There’s a parallel universe in the Gulf these days. In one, the water’s clear, the beaches clean and the seafood's as sublime as ever. The other is the one I witnessed last month, a world many fear may be closer to the truth.
I had been attending a rally—the Big Oil Panty Protest to be exact—in Grand Isle, ground zero for the BP oil assault and a spit of sand and beach town sticking out from Louisiana’s most southern coast. It was a beautiful Gulf morning when I decided to take a walk on the beach at Grand Isle State Park. The sand was warming and the ocean water was muddy but calm. A flock of seabirds gathered on a nearby sandbar. Except for an orange plastic fence blocking off part of the beach, all appeared normal. Several families and their children had plopped down their towels and umbrellas. The kids eagerly jumped in the waves.
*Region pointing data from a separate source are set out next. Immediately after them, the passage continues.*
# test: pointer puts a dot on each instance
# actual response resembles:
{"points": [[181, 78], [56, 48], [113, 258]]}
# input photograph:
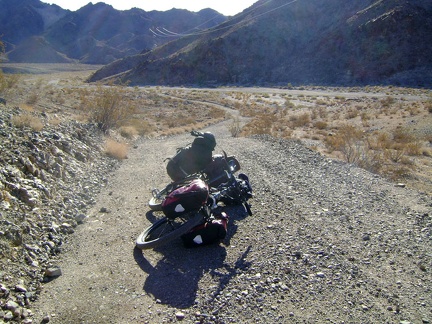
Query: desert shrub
{"points": [[216, 113], [300, 120], [234, 127], [142, 126], [428, 106], [27, 120], [347, 140], [320, 124], [116, 149], [387, 101], [108, 107], [32, 98], [128, 131], [260, 124]]}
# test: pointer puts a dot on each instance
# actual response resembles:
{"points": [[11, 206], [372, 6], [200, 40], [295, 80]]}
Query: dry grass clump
{"points": [[116, 149], [235, 128], [107, 106], [386, 153], [27, 120], [128, 132]]}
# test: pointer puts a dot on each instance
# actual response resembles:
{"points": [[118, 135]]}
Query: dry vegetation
{"points": [[386, 130]]}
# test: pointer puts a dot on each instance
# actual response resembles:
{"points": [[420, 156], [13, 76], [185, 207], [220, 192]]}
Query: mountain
{"points": [[328, 42], [96, 34]]}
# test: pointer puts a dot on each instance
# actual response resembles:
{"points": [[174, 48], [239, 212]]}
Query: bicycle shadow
{"points": [[174, 279]]}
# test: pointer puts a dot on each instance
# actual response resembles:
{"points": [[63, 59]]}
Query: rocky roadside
{"points": [[328, 242], [48, 179]]}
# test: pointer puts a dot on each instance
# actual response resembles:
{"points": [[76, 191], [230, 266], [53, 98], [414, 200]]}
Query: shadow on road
{"points": [[174, 279]]}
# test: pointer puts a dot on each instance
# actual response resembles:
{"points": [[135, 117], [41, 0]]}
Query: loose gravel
{"points": [[328, 242]]}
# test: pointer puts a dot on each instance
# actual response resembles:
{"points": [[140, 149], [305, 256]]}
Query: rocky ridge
{"points": [[48, 179]]}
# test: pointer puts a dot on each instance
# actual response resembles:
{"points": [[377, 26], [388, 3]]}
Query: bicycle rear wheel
{"points": [[166, 230]]}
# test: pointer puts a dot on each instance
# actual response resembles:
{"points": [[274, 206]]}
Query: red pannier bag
{"points": [[185, 199]]}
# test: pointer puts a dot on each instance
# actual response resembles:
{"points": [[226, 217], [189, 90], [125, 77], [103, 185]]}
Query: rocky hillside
{"points": [[35, 32], [333, 42], [48, 179]]}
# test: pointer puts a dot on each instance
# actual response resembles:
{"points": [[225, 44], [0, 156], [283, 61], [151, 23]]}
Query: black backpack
{"points": [[192, 158], [210, 232]]}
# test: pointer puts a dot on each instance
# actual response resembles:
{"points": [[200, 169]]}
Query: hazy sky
{"points": [[226, 7]]}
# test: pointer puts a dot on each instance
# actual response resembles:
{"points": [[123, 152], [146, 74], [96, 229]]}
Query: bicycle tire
{"points": [[166, 230], [155, 202]]}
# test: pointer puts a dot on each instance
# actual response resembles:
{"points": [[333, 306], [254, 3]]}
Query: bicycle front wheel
{"points": [[166, 230]]}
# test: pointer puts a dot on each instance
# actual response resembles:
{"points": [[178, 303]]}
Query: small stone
{"points": [[20, 288], [11, 305], [180, 315], [53, 272], [320, 274]]}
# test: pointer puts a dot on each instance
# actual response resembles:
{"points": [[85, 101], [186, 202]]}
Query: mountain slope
{"points": [[311, 41], [96, 34]]}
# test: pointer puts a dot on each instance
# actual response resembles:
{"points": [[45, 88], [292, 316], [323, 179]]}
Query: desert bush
{"points": [[234, 127], [428, 106], [387, 101], [116, 149], [347, 140], [128, 131], [260, 124], [108, 107], [300, 120], [27, 120], [320, 124]]}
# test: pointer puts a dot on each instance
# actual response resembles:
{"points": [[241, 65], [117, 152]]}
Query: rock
{"points": [[20, 288], [180, 316], [53, 272]]}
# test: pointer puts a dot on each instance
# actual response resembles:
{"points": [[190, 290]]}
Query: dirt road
{"points": [[328, 242]]}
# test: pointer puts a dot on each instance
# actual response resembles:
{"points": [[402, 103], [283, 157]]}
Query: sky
{"points": [[225, 7]]}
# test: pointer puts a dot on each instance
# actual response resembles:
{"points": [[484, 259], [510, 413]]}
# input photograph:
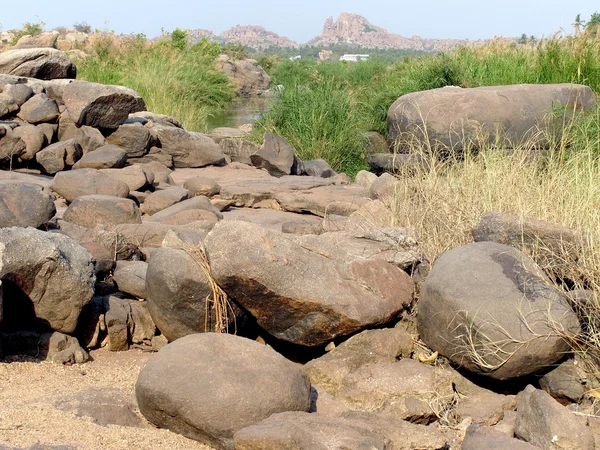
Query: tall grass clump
{"points": [[173, 80]]}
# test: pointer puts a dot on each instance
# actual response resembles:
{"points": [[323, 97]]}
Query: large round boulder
{"points": [[24, 205], [47, 277], [208, 386], [490, 309], [455, 118]]}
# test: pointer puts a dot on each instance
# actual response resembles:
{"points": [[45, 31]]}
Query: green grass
{"points": [[178, 82]]}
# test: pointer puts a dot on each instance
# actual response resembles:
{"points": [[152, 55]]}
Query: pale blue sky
{"points": [[302, 20]]}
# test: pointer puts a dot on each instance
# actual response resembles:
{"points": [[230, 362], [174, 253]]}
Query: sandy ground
{"points": [[29, 414]]}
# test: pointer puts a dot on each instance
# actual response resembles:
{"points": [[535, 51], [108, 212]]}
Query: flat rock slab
{"points": [[267, 218]]}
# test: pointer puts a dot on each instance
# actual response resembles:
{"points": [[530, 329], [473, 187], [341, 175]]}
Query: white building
{"points": [[354, 58]]}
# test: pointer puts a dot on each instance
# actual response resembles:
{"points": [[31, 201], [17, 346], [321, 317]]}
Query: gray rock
{"points": [[39, 109], [297, 294], [486, 305], [200, 366], [49, 274], [454, 118], [105, 157], [134, 138], [59, 156], [276, 156], [480, 437], [351, 431], [130, 277], [91, 210], [75, 183], [40, 63], [544, 422], [99, 105], [189, 149], [24, 205]]}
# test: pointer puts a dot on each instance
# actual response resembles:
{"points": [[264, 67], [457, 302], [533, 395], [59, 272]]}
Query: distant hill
{"points": [[349, 29]]}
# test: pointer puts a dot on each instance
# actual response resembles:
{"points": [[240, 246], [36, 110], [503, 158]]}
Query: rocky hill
{"points": [[255, 36], [348, 29], [357, 30]]}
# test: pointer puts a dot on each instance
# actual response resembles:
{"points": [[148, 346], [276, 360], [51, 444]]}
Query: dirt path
{"points": [[35, 399]]}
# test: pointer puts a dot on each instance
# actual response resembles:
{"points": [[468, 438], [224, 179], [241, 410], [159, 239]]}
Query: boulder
{"points": [[368, 347], [40, 63], [453, 118], [188, 149], [134, 138], [45, 275], [544, 422], [240, 382], [480, 437], [130, 277], [202, 186], [59, 156], [490, 309], [91, 210], [352, 430], [160, 200], [24, 205], [105, 157], [276, 156], [238, 150], [75, 183], [299, 295], [100, 106], [248, 76], [179, 293]]}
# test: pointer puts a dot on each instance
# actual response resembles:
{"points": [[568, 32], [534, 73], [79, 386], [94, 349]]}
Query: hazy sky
{"points": [[302, 20]]}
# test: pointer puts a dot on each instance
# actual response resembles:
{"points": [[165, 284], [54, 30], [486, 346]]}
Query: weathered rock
{"points": [[59, 156], [34, 139], [160, 200], [406, 389], [368, 347], [276, 156], [75, 183], [480, 437], [198, 202], [238, 150], [177, 293], [133, 176], [45, 274], [564, 383], [486, 306], [299, 295], [199, 366], [318, 168], [544, 422], [189, 149], [202, 186], [56, 347], [105, 157], [318, 201], [130, 277], [91, 210], [248, 76], [134, 138], [38, 109], [504, 116], [24, 205], [40, 63], [99, 105], [352, 431], [395, 163]]}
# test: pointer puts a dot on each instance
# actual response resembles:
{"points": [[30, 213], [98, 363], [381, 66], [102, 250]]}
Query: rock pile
{"points": [[121, 229]]}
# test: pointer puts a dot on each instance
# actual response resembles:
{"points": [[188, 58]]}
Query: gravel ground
{"points": [[30, 392]]}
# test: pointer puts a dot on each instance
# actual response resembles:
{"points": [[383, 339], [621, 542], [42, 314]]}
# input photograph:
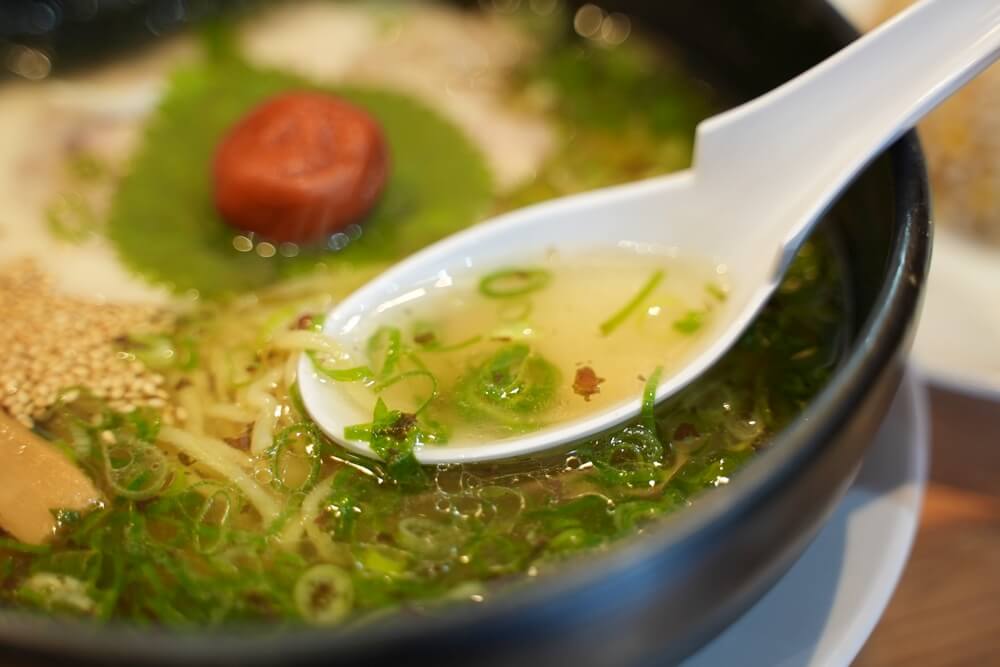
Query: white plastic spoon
{"points": [[764, 173]]}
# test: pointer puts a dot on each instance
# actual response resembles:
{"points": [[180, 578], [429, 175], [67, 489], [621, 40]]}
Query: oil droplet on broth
{"points": [[534, 343]]}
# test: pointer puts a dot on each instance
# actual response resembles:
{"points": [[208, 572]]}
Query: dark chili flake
{"points": [[425, 338], [587, 383]]}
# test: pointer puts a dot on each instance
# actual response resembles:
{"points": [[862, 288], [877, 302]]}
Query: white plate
{"points": [[822, 611]]}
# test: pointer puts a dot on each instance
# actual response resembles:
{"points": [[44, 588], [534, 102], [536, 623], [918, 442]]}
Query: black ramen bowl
{"points": [[657, 598]]}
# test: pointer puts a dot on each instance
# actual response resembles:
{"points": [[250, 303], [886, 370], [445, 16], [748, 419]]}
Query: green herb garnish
{"points": [[616, 320], [690, 323], [164, 224]]}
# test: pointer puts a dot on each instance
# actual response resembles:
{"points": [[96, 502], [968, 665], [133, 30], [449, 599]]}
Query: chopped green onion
{"points": [[507, 283], [616, 320], [716, 291], [136, 471], [356, 374], [297, 443], [324, 594], [690, 323], [7, 544], [511, 385], [385, 384]]}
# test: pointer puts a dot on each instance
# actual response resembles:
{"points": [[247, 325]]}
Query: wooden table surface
{"points": [[946, 610]]}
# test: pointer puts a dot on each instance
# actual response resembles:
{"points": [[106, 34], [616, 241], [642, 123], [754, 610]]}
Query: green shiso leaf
{"points": [[164, 224]]}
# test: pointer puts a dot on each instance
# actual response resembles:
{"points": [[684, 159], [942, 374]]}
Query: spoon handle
{"points": [[788, 153]]}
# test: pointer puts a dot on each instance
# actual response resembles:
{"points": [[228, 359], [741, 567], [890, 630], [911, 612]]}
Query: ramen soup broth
{"points": [[531, 345], [152, 347]]}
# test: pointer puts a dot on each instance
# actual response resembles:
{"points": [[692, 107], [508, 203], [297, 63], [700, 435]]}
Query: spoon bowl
{"points": [[764, 174]]}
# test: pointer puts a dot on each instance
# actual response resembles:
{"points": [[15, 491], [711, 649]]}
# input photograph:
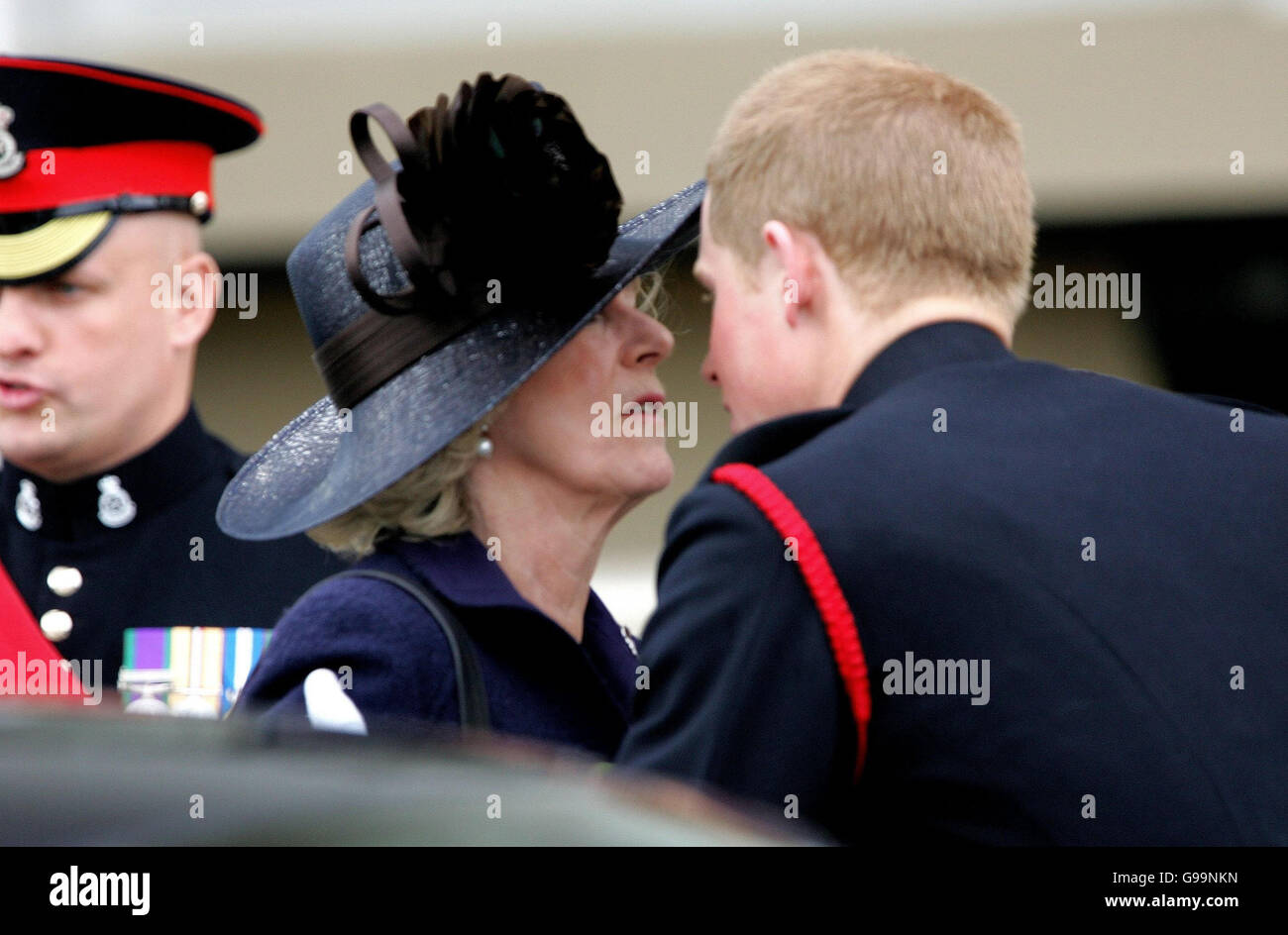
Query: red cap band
{"points": [[64, 176]]}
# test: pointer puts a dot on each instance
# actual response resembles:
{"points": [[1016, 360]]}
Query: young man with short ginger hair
{"points": [[884, 609]]}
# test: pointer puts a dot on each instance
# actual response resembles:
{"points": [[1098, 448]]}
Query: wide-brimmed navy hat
{"points": [[334, 456]]}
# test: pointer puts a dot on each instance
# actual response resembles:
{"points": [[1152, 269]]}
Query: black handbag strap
{"points": [[471, 695]]}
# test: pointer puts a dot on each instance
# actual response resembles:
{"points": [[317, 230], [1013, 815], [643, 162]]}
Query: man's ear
{"points": [[794, 266], [196, 312]]}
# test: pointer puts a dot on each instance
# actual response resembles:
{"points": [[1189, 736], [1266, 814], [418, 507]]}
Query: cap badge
{"points": [[115, 506], [11, 159], [29, 505]]}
But the beach scene was soon to change. A uniformed park ranger packing a 9 mm pistol and a broad-brimmed hat marched through the sand towards us, clearly on a mission. “Excuse me but everyone here needs to get off the beach,” he barked. “This beach is closed.”
The family vacationers approached the officer incredulously. “Why,” they asked. “We just got here. There aren’t any signs?”
“The beach is closed because there’s still oil and tar balls coming in,” the officer said in a polite but stern voice. “It’s not safe to be here.”